Après ce déplacement et la participation à trois salons sur place, Samir Raddi est convaincu de « l’opportunité stratégique » que représente le marché des Emirats arabes unis pour sa société. « Certes, il n’est pas encore au niveau des États-Unis ou de l’Europe, car l’écosystème biotech y est en pleine émergence, mais les investissements sont bien présents. Si votre produit est prêt et innovant, le moment est idéal pour agir. Établir une présence dans un incubateur ou un pôle de compétitivité – de préférence à Abu Dhabi plutôt qu’à Dubaï – est essentiel pour nouer des liens avec les agences gouvernementales et accélérer notre implantation. C’est une vision que nous projetons à moyen terme« .
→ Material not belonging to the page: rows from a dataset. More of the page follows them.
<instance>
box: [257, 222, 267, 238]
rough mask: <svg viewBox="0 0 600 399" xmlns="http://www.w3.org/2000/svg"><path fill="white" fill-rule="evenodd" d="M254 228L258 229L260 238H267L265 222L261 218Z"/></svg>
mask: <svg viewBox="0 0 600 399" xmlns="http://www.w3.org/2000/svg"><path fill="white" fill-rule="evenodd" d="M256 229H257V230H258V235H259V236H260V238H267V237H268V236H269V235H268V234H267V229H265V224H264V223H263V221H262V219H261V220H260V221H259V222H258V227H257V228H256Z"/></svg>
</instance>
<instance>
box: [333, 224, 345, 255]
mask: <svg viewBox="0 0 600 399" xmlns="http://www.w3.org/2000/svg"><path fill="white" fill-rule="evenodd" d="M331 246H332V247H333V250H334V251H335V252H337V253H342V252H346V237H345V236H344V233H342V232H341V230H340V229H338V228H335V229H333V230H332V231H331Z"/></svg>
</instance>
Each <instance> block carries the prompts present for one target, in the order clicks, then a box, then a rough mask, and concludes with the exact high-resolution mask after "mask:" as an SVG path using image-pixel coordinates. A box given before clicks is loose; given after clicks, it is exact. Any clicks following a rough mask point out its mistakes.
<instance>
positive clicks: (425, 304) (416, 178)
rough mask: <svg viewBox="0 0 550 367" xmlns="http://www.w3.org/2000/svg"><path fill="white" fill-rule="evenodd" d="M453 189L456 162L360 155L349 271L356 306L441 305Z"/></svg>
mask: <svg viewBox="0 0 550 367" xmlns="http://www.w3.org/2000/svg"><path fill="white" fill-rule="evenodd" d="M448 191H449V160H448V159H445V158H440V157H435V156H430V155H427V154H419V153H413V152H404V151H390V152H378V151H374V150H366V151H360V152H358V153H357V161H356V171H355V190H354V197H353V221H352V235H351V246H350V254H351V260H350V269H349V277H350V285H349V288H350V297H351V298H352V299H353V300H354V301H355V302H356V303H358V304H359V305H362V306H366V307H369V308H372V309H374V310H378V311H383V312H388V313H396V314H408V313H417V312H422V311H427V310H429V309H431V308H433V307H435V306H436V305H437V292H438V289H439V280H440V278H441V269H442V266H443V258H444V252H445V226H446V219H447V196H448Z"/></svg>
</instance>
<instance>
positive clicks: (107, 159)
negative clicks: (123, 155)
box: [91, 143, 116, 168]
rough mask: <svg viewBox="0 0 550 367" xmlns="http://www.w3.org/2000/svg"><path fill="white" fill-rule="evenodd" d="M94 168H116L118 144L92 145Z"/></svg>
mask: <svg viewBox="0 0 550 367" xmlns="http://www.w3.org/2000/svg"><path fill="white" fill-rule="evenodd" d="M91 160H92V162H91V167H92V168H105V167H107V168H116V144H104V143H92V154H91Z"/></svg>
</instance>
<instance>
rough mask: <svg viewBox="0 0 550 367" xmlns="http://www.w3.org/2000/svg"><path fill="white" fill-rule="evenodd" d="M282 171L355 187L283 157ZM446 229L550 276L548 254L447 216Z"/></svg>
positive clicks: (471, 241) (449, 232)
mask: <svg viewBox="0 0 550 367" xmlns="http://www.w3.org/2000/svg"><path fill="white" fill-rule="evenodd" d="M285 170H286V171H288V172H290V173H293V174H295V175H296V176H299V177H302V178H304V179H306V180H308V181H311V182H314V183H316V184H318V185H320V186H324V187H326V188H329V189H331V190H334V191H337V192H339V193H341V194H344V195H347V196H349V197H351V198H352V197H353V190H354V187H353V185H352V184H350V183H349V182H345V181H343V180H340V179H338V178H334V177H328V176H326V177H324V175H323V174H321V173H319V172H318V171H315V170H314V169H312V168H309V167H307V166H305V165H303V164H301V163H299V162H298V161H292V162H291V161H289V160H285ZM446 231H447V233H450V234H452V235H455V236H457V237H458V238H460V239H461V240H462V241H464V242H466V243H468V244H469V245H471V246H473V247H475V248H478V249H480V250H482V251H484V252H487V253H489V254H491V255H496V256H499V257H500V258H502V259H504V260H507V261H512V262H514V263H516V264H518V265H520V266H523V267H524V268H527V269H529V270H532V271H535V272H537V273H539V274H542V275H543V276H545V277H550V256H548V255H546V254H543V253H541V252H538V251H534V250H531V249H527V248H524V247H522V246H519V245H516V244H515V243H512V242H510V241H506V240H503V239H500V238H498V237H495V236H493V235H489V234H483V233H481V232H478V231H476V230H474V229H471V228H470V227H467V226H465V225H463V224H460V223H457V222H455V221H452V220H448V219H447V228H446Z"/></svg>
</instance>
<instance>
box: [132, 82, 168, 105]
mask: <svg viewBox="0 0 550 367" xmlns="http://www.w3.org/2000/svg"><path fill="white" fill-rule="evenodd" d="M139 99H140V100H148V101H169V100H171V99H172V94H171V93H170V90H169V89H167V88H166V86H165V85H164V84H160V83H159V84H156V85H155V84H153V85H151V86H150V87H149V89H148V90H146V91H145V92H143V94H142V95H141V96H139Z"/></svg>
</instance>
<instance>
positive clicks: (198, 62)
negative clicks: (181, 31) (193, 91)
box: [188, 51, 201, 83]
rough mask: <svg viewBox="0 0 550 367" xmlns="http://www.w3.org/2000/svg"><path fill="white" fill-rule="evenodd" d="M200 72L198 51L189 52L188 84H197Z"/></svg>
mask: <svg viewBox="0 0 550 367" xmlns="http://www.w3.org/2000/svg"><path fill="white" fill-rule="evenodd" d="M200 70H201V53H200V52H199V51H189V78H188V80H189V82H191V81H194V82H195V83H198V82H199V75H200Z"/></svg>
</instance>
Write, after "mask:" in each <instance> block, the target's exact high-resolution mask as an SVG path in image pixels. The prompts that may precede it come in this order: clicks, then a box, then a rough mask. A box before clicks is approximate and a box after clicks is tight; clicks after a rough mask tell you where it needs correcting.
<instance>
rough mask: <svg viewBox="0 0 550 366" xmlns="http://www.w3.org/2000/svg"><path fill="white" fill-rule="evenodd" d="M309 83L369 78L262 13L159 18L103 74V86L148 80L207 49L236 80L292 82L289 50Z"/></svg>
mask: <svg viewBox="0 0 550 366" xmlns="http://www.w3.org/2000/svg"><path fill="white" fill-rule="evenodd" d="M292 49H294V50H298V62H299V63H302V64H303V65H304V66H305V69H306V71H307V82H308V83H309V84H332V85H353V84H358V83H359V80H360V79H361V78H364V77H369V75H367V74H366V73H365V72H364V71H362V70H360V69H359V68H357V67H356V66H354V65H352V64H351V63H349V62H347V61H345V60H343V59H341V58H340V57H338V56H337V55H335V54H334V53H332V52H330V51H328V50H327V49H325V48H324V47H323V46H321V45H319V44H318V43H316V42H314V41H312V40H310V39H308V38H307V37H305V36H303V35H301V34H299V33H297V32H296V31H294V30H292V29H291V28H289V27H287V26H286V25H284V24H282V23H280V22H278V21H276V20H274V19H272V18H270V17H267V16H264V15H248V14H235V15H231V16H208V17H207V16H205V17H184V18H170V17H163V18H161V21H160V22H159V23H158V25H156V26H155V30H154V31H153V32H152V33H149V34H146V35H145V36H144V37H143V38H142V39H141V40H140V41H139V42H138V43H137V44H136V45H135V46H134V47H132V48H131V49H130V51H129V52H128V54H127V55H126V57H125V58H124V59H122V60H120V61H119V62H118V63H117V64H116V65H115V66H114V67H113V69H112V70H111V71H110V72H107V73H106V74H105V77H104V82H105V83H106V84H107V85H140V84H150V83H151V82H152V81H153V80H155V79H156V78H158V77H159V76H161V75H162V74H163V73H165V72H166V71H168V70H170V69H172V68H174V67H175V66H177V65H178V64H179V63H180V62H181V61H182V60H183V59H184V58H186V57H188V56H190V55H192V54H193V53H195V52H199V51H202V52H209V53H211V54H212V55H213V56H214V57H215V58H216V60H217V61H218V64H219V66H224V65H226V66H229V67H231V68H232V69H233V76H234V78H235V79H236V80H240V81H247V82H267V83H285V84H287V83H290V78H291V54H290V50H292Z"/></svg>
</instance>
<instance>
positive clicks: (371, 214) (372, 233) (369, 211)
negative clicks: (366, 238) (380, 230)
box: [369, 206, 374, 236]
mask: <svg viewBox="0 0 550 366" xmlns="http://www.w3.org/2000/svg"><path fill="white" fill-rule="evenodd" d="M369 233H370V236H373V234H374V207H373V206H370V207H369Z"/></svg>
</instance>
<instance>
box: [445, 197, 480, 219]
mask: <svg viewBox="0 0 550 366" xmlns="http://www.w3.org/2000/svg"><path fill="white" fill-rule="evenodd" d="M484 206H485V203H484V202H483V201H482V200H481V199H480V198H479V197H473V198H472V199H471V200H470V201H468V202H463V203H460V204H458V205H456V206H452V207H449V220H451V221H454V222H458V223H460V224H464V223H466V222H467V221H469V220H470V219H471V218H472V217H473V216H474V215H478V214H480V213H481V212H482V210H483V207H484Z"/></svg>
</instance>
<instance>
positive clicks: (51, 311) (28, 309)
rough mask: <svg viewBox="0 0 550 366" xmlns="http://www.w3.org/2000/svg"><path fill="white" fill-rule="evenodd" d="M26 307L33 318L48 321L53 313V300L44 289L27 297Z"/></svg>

Cementic a mis au point un biomatériau de canal radiculaire en dose unique, combinant une nanopoudre minérale et une solution de nanoparticules lipidiques chargées en chlorhexidine pour une libération contrôlée. Ce dispositif révolutionnaire assure une éradication efficace des bactéries résiduelles, réduit significativement le risque d’échec de la dévitalisation et limite le recours aux antibiotiques.
Dans cette dynamique d’innovation, Cementic ambitionne également de développer une capacité de fabrication dédiée aux nanoparticules lipidiques, un segment technologique en forte croissance, essentiel pour garantir la maîtrise de sa chaîne de production et accélérer l’industrialisation d’autres solutions thérapeutiques.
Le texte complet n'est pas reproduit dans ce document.